Paper long abstract:
Dispersed over 200 hamlets in Niigata prefecture, Echigo-Tsumari Art Field (ETAF) represents an innovative network of cultural institutions that collaborate with local people to fill farmland, unused homes and closed schools with art and cultural activity. This is one example of a growing number of regional regeneration "art projects" in post-growth Japan, meant to foster sustainable community development in the face of depopulation and rural-to-urban migration, which increasingly jeopardizes the conservation of cultural and natural heritage in peripheral localities. Drawing selectively from this rural heritage, ETAF designates an entire 760m2 region as its "museum"—a realm in which to imagine and model a future when, once again, "human beings are part of nature". This paper contextualizes such institutional narrative through a museological perspective by first, demonstrating how ETAF ideates and enacts heritage towards the reification of regional identity; and second, considering how this practice relates to national narratives of socio-ecological resilience. Ultimately, this paper questions how, in the process of leveraging cultural frameworks to imagine ecological futures, the past is also imagined.

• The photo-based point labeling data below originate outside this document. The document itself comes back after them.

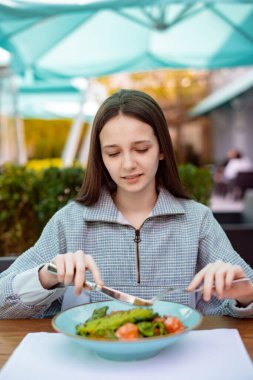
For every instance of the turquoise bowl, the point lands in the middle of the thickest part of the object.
(144, 348)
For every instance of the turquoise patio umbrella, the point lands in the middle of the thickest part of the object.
(96, 38)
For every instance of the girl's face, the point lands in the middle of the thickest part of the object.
(131, 153)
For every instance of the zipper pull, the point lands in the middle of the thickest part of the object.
(137, 240)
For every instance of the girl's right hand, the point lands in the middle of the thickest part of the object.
(71, 268)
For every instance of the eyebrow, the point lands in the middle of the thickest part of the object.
(135, 143)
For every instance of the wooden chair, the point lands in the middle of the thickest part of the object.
(239, 227)
(242, 182)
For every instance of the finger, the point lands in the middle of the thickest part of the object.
(209, 281)
(197, 279)
(60, 265)
(233, 273)
(208, 284)
(220, 276)
(69, 268)
(80, 272)
(91, 265)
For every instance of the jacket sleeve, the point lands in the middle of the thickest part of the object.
(50, 243)
(214, 245)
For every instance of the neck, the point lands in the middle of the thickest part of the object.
(135, 202)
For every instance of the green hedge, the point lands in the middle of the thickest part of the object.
(29, 198)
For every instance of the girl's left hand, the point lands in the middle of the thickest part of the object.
(216, 278)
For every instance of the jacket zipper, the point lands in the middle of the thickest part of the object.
(137, 240)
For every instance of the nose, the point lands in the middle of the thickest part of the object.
(128, 162)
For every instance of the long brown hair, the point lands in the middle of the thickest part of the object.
(143, 107)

Embarking from ETAF's own institutional assertions—that "all of 'satoyama' [village mountain] is an art museum" and that "human beings are part of nature"—I employ a grounded theory approach in two key stages: an autoethnography and content analysis of interpretive materials gathered during participation in the 2018 Echigo-Tsumari Art Triennale. I demonstrate how ETAF enacts the lore of local climate and topography ("Snow Country"), encultured concepts of nature (satoyama), agricultural histories and prehistories (Jōmon archaeology) to weave a narrative of continued survival, becoming an expressive metaphor for overcoming contemporary socio-economic hardship in the region through cultural resources. Through this narrative, the art project becomes a normative medium for communicating and fostering pride in regional ecological identity. At the same time, this narrative imagines an idealized rural Japan: Drawing from the nostalgia of a selective past, ETAF infers characteristics of the region and its residents towards much hoped-for cultural continuity. I contextualize these findings within the museological literature—chiefly, the theory of "imagined communities" and "invented traditions"—to discuss historiographical precedent and the directionality of power in institutional reproductions of rural Japan.